We were walking along the streets of London and I was hoping for the little bag of sweets that he sometimes bought me after those expeditions, so I trotted alongside him, two of my steps for every one of his, as polite as I could be. First of all, he reminded me yet again that I was such a lucky boy to be receiving a good education without having to struggle for it. How different it had been in his case!
Franklin Family House on Milk Street, Boston
He had been born across the sea, in Boston, in our colony of Massachusetts Bay, the fifteenth of seventeen children, the tenth and last boy. Sixteen brothers and sisters, thought I, what fun that must have been! His father was a hard-working soap- and candle-maker and there wasn't much money to go around, so that he was taken out of school at the age of ten. Better and better! I would be almost out of school by now, I figured, free to sleep late, roam, do as I pleased. No wonder he is almost always in a good mood. He was the lucky one.
By the time I pulled out of those pleasant daydreams, my companion was saying: "At twelve I was apprenticed to my older brother James, a printer. Hard work, heavy work, and James was a bully, quick to hand out a slap or worse. On the other hand, James had gone to London and brought back lively books and magazines, all very different from the religious tracts that were the only reading matter in our Boston home. And you know what I did, Temple? I taught myself how to write good English by memorizing parts of those books. Then I had another idea. I begged my brother to give me the money to buy my own food. By eating very little and turning vegetarian I could buy more books to read! I stayed up late into the night, and loved it."
I was amazed as I listened to old Dr. Franklin, not a bit vegetarian and quite plump, tell me about young Ben Franklin. Never would I dream of doing what he did. And that was just the beginning.

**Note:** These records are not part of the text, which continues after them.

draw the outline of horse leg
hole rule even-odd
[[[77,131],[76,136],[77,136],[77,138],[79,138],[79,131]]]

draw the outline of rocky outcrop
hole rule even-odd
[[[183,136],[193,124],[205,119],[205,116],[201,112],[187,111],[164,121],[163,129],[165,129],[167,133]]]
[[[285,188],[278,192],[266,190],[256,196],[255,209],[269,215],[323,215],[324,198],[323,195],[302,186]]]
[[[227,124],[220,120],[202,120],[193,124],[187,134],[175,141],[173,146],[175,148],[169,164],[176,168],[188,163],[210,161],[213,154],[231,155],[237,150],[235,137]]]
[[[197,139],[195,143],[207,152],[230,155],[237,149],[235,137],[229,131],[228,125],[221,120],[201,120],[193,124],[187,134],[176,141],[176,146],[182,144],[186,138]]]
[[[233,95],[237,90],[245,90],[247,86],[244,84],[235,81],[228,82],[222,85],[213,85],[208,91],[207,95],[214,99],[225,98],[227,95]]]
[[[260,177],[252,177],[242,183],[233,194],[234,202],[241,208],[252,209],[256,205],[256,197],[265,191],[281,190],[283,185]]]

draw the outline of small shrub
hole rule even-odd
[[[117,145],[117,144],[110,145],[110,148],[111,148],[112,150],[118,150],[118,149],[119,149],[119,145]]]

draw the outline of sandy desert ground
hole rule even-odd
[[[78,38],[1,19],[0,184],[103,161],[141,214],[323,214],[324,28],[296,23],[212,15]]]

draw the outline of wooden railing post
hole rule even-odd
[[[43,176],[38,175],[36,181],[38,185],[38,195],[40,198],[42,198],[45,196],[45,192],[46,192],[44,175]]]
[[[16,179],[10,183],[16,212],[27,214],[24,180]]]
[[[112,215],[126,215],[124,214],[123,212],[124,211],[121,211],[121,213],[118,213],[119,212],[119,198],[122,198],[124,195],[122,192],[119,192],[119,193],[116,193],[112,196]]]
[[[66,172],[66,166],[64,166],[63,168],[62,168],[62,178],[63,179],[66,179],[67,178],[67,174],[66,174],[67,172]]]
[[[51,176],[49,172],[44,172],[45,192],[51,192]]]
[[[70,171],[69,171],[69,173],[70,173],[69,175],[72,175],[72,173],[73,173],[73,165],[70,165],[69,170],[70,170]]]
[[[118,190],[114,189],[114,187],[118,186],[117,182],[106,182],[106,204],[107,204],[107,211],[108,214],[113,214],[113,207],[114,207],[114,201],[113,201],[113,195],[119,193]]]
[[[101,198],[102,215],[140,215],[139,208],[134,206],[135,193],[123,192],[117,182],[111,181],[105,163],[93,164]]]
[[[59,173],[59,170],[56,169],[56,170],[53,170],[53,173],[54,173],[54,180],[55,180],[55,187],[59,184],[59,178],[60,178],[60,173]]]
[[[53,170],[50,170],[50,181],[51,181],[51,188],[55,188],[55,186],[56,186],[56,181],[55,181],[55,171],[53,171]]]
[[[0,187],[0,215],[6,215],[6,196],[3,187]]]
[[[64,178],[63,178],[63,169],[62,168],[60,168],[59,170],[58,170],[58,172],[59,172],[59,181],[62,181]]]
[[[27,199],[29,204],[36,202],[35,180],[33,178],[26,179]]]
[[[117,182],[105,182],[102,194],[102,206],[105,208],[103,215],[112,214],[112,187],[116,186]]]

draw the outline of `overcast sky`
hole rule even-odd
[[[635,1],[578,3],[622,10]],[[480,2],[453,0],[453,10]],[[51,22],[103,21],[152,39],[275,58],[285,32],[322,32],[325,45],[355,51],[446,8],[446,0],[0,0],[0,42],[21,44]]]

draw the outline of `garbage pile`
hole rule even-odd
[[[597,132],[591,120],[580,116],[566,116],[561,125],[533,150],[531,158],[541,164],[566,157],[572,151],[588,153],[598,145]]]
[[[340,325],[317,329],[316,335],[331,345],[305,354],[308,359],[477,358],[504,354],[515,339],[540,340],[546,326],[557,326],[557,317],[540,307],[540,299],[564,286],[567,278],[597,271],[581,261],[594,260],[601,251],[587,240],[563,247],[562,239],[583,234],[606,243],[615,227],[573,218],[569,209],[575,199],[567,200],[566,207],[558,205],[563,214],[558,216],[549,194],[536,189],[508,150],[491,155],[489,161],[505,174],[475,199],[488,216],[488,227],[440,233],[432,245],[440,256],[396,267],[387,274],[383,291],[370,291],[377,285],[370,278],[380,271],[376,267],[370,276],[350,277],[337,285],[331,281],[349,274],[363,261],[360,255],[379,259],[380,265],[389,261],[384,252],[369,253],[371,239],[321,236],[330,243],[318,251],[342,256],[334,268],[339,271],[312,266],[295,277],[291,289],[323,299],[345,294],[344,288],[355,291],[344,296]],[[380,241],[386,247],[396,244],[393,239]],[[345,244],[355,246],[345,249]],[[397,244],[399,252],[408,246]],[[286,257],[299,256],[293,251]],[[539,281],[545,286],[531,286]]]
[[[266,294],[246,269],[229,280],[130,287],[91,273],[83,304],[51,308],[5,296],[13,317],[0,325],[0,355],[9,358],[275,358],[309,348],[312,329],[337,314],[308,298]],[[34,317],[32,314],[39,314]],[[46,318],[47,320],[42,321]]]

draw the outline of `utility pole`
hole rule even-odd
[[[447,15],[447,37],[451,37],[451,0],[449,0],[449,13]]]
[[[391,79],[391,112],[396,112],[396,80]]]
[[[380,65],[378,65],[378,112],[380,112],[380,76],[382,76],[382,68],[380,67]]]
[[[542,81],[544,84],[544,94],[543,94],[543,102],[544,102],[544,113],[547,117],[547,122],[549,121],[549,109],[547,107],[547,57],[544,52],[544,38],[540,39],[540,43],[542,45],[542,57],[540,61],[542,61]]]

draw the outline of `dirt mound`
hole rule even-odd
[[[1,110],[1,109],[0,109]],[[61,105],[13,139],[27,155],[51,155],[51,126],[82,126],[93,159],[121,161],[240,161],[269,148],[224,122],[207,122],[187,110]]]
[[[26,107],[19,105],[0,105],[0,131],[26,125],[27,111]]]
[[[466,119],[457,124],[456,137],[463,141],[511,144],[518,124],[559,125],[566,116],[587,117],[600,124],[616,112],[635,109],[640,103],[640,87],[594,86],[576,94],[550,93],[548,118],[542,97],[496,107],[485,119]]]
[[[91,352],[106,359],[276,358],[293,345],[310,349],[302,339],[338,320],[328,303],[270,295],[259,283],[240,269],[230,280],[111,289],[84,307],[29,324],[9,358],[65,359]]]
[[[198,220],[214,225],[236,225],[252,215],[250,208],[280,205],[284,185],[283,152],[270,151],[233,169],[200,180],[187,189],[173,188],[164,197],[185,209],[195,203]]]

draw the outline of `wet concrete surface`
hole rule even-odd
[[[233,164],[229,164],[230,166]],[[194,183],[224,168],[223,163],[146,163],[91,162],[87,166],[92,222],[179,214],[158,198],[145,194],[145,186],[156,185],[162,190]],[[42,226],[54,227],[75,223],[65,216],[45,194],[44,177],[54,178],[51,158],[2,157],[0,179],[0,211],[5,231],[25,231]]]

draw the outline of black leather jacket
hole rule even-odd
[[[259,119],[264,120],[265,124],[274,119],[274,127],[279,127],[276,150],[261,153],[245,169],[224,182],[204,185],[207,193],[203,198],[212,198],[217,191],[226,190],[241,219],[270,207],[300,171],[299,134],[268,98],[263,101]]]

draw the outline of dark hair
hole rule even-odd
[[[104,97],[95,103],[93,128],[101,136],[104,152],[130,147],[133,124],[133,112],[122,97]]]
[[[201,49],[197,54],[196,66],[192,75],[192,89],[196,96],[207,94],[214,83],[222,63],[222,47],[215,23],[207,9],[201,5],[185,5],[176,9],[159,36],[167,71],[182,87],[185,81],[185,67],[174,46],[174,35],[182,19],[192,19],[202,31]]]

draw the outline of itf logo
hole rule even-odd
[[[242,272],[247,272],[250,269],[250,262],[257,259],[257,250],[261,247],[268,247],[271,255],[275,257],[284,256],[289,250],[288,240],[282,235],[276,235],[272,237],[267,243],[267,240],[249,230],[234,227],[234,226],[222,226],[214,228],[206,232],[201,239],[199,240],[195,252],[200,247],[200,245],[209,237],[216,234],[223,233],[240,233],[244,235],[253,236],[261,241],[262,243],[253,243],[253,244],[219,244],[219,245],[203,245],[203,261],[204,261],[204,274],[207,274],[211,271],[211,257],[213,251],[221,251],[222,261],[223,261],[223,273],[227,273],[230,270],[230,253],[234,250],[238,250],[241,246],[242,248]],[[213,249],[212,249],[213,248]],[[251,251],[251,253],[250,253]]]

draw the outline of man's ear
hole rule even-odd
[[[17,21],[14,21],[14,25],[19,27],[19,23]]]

When he reached sixteen, he continued, "I felt that I could write well enough to fool my brother and the group of young men who helped James bring out a newspaper. I invented a character, that of a middle- aged widow called, of all things, Silence Dogood, a very outspoken woman of broad-minded views. She became my pen-name. Once a week, at dawn, I would slip an essay under the printshop's door and have a wonderful time listening to James and his friends puzzling over the identity of such a clever and witty writer. I kept my secret. After fourteen essays, Mrs. Dogood and I ran out of ideas. James would have been terribly angry if he had found out who she really was."
"And what did this Silence Dogood write about, Sir?" I asked, while trotting full speed beside him. "She wrote about giving girls an education," he said. "Most girls were not even sent to school in my day and that was a great pity. And I also made fun of, or rather Mrs. Dogood made fun of our famous college in Boston, called Harvard. You see, Billy, I was dying to go there myself but I was far too poor ever to attend, so the next best thing was to make those students look silly, unfit for real life."
How happy, how young the old gentleman looked when he told me all this! During our walks he was generally trying to teach me things about the natural world — thunder, rivers, fish, whatever. I could not always grasp what he meant. But that day it was so much fun to hear him tell the story of his life that I forgot all about the sweets. He remembered, though, and bought me a larger bag than usual.